The European Parliament's rapporteur on giving the European Public Prosecutor's Office (EPPO) and the EU anti-fraud office OLAF access to Union-level VAT data, the EPP's Michalis Hadjipantela, is proposing to add strict privacy and accountability safeguards to the planned regime. In the report he is steering, dated 15 June 2026, he sets out 47 amendments that keep the goal of fighting cross-border VAT fraud while sharply narrowing how the data may be used. The amendments are a proposal still to be put to a plenary vote.

Several would restrict EPPO's centralised access to active investigations of suspected offences within its mandate, and confine OLAF to what is strictly necessary for its own remit - wording designed to rule out generalised data-mining. Others would require every query to be logged and tied to a named investigation and authorised user, and would oblige EPPO to publish annual figures on how often the system is used and how often it helps move a case forward.

The amendments would also widen the data in scope, extending the customs records investigators can reach to all imports claiming a VAT exemption, deferral or special accounting scheme, and spelling out the categories - from VAT identification numbers to intra-community transactions - that may be consulted. One would strike out the clause loading the full cost of the new IT system onto EPPO, leaving the funding to be negotiated between the EU budget and member states. Another would require the Commission to return within 18 months with a plan to harmonise minimum criminal penalties for VAT fraud.

The package trades investigative reach against privacy and accountability.

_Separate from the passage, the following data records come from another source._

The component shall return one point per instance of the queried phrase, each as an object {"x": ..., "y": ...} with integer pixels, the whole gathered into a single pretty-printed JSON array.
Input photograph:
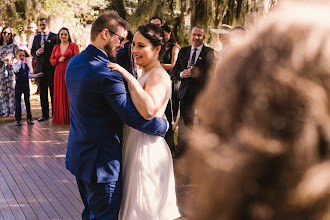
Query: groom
[{"x": 99, "y": 102}]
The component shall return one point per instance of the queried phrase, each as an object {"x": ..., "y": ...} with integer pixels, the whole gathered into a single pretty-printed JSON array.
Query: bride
[{"x": 148, "y": 177}]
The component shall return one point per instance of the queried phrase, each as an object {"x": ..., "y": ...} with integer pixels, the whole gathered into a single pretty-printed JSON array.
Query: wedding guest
[
  {"x": 156, "y": 20},
  {"x": 7, "y": 77},
  {"x": 262, "y": 151},
  {"x": 62, "y": 52},
  {"x": 169, "y": 59},
  {"x": 192, "y": 67},
  {"x": 33, "y": 32},
  {"x": 22, "y": 72}
]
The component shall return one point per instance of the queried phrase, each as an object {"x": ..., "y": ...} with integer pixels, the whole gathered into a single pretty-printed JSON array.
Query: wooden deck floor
[{"x": 34, "y": 183}]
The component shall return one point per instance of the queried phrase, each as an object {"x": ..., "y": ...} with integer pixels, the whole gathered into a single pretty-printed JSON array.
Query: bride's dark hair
[{"x": 155, "y": 35}]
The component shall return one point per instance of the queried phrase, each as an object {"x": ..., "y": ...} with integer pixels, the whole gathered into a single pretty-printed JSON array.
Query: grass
[{"x": 35, "y": 109}]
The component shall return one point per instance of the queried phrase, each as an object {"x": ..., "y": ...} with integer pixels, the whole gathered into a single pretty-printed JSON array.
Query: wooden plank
[
  {"x": 57, "y": 171},
  {"x": 7, "y": 201},
  {"x": 45, "y": 170},
  {"x": 41, "y": 180},
  {"x": 19, "y": 174},
  {"x": 16, "y": 183}
]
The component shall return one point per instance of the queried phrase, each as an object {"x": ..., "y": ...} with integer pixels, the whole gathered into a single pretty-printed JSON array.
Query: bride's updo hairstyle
[{"x": 155, "y": 35}]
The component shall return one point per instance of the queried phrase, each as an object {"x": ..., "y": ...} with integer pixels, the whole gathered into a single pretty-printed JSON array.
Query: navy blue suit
[
  {"x": 99, "y": 102},
  {"x": 22, "y": 87}
]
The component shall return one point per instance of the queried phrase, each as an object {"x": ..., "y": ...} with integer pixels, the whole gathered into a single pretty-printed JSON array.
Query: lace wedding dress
[{"x": 148, "y": 177}]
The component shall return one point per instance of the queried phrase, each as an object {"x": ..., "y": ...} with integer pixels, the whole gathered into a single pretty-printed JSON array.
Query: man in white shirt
[{"x": 42, "y": 48}]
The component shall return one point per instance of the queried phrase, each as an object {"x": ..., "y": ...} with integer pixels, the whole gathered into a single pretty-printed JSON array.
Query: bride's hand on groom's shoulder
[{"x": 116, "y": 67}]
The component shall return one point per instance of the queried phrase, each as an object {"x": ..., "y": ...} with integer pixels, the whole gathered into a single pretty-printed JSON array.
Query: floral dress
[{"x": 7, "y": 80}]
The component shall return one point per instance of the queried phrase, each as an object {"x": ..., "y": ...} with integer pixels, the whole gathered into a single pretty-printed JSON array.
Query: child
[{"x": 22, "y": 71}]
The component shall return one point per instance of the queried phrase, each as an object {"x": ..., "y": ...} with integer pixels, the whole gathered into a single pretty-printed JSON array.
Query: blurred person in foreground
[
  {"x": 262, "y": 152},
  {"x": 224, "y": 34}
]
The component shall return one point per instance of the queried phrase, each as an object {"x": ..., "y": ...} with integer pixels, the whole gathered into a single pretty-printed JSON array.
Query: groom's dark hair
[{"x": 108, "y": 20}]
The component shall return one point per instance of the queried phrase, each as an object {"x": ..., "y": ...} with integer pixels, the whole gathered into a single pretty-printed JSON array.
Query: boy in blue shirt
[{"x": 22, "y": 73}]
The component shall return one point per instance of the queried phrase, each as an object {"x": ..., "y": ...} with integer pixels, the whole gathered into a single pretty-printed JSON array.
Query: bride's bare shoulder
[{"x": 159, "y": 74}]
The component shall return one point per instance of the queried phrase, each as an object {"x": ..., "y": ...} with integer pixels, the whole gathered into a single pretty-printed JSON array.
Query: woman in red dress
[{"x": 61, "y": 54}]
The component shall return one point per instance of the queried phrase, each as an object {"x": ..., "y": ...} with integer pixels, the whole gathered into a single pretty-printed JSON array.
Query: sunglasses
[{"x": 119, "y": 37}]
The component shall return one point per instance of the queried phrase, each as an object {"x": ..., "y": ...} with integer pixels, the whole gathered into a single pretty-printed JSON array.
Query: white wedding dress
[{"x": 148, "y": 177}]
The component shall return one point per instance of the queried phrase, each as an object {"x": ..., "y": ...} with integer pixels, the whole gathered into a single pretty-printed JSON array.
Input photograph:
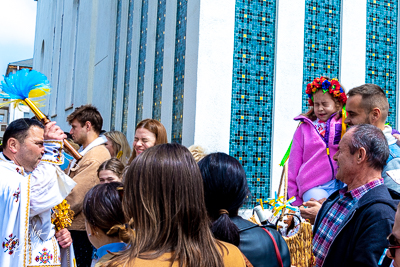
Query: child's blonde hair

National prosecutors and anti-fraud investigators would gain a firmer legal basis and broader customs data, but also new logging, reporting and confidentiality duties; data-protection authorities would gain the oversight they have long pressed for; and member states face an open question over who pays for the supporting systems. The proposals now head to the full Parliament for a vote, which would set Parliament's position for negotiations with the Council.